David Candler has worked in the media and entertainment industry for more than 21 years. He has an impressive track record of successfully implementing and developing both commercial and operational relationships with major blue-chip customers across the broadcast media sector. David’s contributions have played an important role in the growth and success of many major media companies, including Orbit Showtime Network, Todd AO, BBC, Pearson Television, RTL, Ascent Media, Technicolor, Prime Focus Technologies, Deluxe Media Europe, and Wazee Digital.
Robin Melhuish has nearly 30 years of management experience in the media sector in production, postproduction, and digital image processing. Robin specializes in leading change for media companies that are taking advantage of the transition to digital to create disruptive new business models. He has worked with and contributed to the success of many major media companies, including major and minor Hollywood studios, major broadcasters, and groundbreaking startups such as Lowry Digital and Digital Vision.
[Title] Automated Advanced Metadata Extraction
[Subtitle] Advanced Metadata Unlocks the Value of a Video Library
by David Candler, Senior Director, Customer Solutions, Wazee Digital and Robin Melhuish, Director, Customer Solutions, Wazee Digital
Many media organizations have archives full of valuable content that could potentially be repurposed internally or sold to third parties for reuse in a variety of ways.
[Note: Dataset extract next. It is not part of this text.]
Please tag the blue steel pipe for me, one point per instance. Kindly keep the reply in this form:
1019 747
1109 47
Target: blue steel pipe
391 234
For example, sport leagues and movie studios own the rights to innumerable video clips that contain memorable moments — moments that broadcasters, advertising agencies, production companies, and many others are willing to pay to insert into their own productions.
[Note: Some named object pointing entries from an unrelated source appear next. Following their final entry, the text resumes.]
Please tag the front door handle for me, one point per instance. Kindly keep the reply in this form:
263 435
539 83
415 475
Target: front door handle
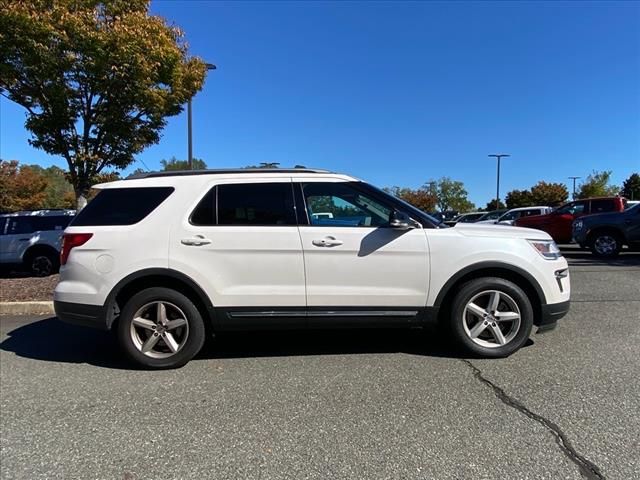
196 241
328 241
Wazee Digital has millions of assets under management and handles content licensing for many rights holders. These customers know that repurposing and monetization can only happen if people can find their content in the first place, and the key to doing that is using metadata. Not just the technical metadata that comes from the camera, but rich, descriptive metadata that tells people what’s happening inside the video. The names of the actors and what they’re doing and saying in the scene. A football player’s name and number, the type of play, and the weather conditions during the game. The contents and circumstances of a speech made by a cultural icon. This kind of information gets captured in bits and pieces throughout the production process — in a script, a prop report, a transcript, even the label on a film can — and some of it might make its way into metadata fields within a database, but the key is to make all of that metadata available at once in an asset management system so that it can be used to find and purchase clips or whole assets.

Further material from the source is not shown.